Por que pedalar é tão poderoso
Em 1884, o escritor inglês Edwin Abbott publicou um livro chamado Flatland (Planolândia), que seria utilizado décadas depois para explicar, de maneira didática e acessível, parte das teorias do físico alemão Albert Einstein. Esse livro, que continua atualíssimo, ajuda a ilustrar o que acontece com uma pessoa que começa a pedalar numa cidade.
A Planolândia é um mundo plano, onde só é possível se locomover para frente, trás, esquerda e direita. Não existe “cima” e “baixo”. Os moradores desse mundo plano são figuras geométricas – círculos, triângulos, quadriláteros e outros polígonos – embora eles próprios não saibam disso. É que, ali do plano, todos se enxergavam exatamente da mesma maneira: como linhas retas.
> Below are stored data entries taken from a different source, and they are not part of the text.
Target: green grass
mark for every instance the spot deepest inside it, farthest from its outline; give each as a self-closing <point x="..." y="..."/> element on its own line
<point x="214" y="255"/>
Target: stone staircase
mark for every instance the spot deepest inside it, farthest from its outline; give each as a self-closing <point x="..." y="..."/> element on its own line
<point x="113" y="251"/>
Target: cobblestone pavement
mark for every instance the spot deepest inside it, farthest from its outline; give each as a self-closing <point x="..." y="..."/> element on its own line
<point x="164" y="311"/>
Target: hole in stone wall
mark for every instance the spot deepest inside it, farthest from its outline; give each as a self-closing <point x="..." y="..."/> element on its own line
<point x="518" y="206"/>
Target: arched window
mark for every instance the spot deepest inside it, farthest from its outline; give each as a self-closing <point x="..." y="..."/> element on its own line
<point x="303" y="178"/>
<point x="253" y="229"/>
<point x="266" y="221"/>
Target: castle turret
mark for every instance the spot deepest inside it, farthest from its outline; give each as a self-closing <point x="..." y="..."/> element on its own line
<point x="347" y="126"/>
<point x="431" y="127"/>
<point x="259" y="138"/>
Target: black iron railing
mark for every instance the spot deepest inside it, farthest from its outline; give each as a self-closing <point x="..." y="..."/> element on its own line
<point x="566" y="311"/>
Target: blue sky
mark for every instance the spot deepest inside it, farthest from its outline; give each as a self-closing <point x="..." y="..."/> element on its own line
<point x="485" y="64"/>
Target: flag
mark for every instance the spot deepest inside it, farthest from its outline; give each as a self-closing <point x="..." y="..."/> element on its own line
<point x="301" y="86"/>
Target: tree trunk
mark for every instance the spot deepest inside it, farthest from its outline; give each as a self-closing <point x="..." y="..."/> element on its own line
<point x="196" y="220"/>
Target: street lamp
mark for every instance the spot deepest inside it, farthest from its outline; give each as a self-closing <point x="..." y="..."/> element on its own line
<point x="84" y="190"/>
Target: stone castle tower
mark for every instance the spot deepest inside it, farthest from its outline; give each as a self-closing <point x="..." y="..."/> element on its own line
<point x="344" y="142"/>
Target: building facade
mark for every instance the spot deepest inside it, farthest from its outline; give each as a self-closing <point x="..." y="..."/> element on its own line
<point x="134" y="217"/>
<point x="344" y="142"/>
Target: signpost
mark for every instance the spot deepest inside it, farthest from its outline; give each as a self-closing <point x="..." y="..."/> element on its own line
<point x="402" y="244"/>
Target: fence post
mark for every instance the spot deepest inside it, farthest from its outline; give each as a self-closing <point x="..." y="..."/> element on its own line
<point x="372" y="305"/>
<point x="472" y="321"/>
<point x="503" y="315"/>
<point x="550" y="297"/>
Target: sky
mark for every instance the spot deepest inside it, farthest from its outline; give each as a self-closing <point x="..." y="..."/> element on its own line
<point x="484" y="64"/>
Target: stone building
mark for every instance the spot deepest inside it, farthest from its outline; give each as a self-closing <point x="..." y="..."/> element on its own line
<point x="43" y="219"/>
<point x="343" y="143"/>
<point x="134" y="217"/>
Um dia, o protagonista do livro é abduzido por uma esfera. Até aquele momento, ele só conhecia o mundo em duas dimensões. A esfera faz com que ele lentamente vá se desprendendo do chão e comece a voar, o que adiciona uma terceira dimensão à Planolândia. Essa nova dimensão mudou completamente a visão e a concepção que ele tinha do mundo.
Quando Einstein afirmou, na Teoria da Relatividade, que além das três dimensões espaciais, havia uma quarta (que ele chamou de espaço-tempo), poucos compreenderam o que aquilo significava. A história da Planolândia ajuda a compreender que adicionar dimensões nos faz enxergar, perceber e medir o mundo de outra maneira, mais complexa.
É aí que entra a bicicleta. Adotá-la como meio de transporte urbano tem um efeito inesperado – especialmente quando se tinha o costume de usar um meio motorizado antes, como ônibus ou carro. A bicicleta adiciona dimensões à experiência de percorrer a cidade.
De bicicleta em São Paulo, por exemplo, consolidamos a percepção de que a cidade não é plana porque experimentamos cada uma de suas ladeiras com nosso próprio corpo. Sabemos, depois de algumas semanas, qual a relação topográfica entre os bairros, e quais os mais acidentados e os mais regulares. Temos um ponto de vista mais alto do que quem está de carro e mais baixo do que quem está no ônibus, com a diferença de que, com alguma ginástica de cabeça e corpo, conseguimos ver em 360 graus. A bicicleta é tracionada por nossos próprios músculos, o que faz com que a velocidade seja controlada pelos limites físicos de cada um. Pedalando, ao contrário de quando se conduz um veículo motorizado, ninguém é mais rápido do que, fisicamente, consegue ser. Essa velocidade compatível com o corpo nos dá outra escala da cidade, dos prédios, fachadas, transeuntes, cores, cheiros, paisagens. Paramos na feira para um caldo de cana e uma conversa. Ouvimos as gaitas dos amoladores de facas, a madeira estalando dos vendedores de biju. O canto dos pássaros nos atenta para árvores frutíferas.
Por isso a experiência de pedalar é poderosa, porque percebemos todas essas dimensões da cidade com nosso corpo. E, segundo o filósofo francês Merlau-Ponty, é pelo corpo que a consciência aprende a refletir sobre o mundo. Os ciclistas, com essa visão complexa da cidade, talvez sejam os mais munidos de ferramentas para pensar em como melhorá-la.